To qualify for withholding of removal under 8 U.S.C. § 1231(b)(3)(A), an applicant must demonstrate that it is more likely than not that he will be persecuted if forced to return to the place from which he emigrated. INS v. Stevic, 467 U.S. 407, 413, 104 S.Ct. 2489, 81 L.Ed.2d 321 (1984). In order to qualify for withholding of removal under the CAT, an applicant must “establish that it is more likely than not that he ... would be tortured if removed to the proposed country of removal.” 8 C.F.R. § 208.16(c)(2).

Since the BIA adopted the IJ’s reasoning with respect to Seek’s claim for withholding of removal, we review the IJ’s decision directly. Singh v. Ashcroft, 398 F.3d 396, 401 (6th Cir.2005). In doing so, we review the IJ’s legal conclusions de novo and review factual conclusions for substantial evidence. Tapucu v. Gonzales, 399 F.3d 736, 738 (6th Cir.2005). We must uphold the IJ’s decision if it is supported by “reasonable, substantial, and probative evidence on the record considered as a whole.” Koliada v. INS, 259 F.3d 482, 486 (6th Cir.2001) (internal quotation marks and citations omitted). At the same time, we may reverse the IJ’s decision only when the evidence compels a contrary conclusion. INS v. Elias-Zacarias, 502 U.S. 478, 481, 112 S.Ct. 812, 117 L.Ed.2d 38 (1992).

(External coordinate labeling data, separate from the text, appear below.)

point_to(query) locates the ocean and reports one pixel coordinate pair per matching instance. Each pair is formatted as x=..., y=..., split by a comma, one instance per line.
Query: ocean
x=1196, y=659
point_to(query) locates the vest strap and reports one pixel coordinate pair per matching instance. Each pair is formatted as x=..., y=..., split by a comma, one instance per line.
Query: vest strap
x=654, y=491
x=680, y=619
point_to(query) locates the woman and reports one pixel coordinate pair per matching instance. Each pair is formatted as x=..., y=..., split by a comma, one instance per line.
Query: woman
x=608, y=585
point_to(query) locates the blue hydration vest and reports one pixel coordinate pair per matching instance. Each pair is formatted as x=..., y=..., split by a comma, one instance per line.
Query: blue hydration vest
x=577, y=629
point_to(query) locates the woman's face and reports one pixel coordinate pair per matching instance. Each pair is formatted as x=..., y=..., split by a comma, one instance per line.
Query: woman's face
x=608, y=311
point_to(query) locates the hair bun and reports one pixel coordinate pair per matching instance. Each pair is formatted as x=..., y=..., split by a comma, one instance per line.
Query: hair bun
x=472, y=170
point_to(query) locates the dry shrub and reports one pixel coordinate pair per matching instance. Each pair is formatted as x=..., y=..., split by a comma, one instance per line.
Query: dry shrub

The basis for the IJ’s decision to deny relief is that there were serious inconsistencies in the record Seek presented and that his testimony was not credible. The record raises significant questions about the truth of Seek’s claims. He claims, for example, that for more than ten years, he lived in Nouakchott with his sister and brother, selling Wolof books on the streets, and that during this period, he was beaten and subjected to other forms of persecution.

The IJ attempted to test Seek’s credibility by asking questions about the geography of Mauritania, and in particular, Nouakchott. The IJ was concerned that while Black Wolofs comprise a minority of the population in Mauritania, they are a majority in neighboring Senegal; therefore, it was necessary to make sure that petitioners like Seek, claiming to be from Mauritania, are not in fact from Senegal. The IJ asked Seek about the major street in Nouakchott, where many government buildings are located and where many political protests have taken place. Seek was *883 unable to recall the name of this street.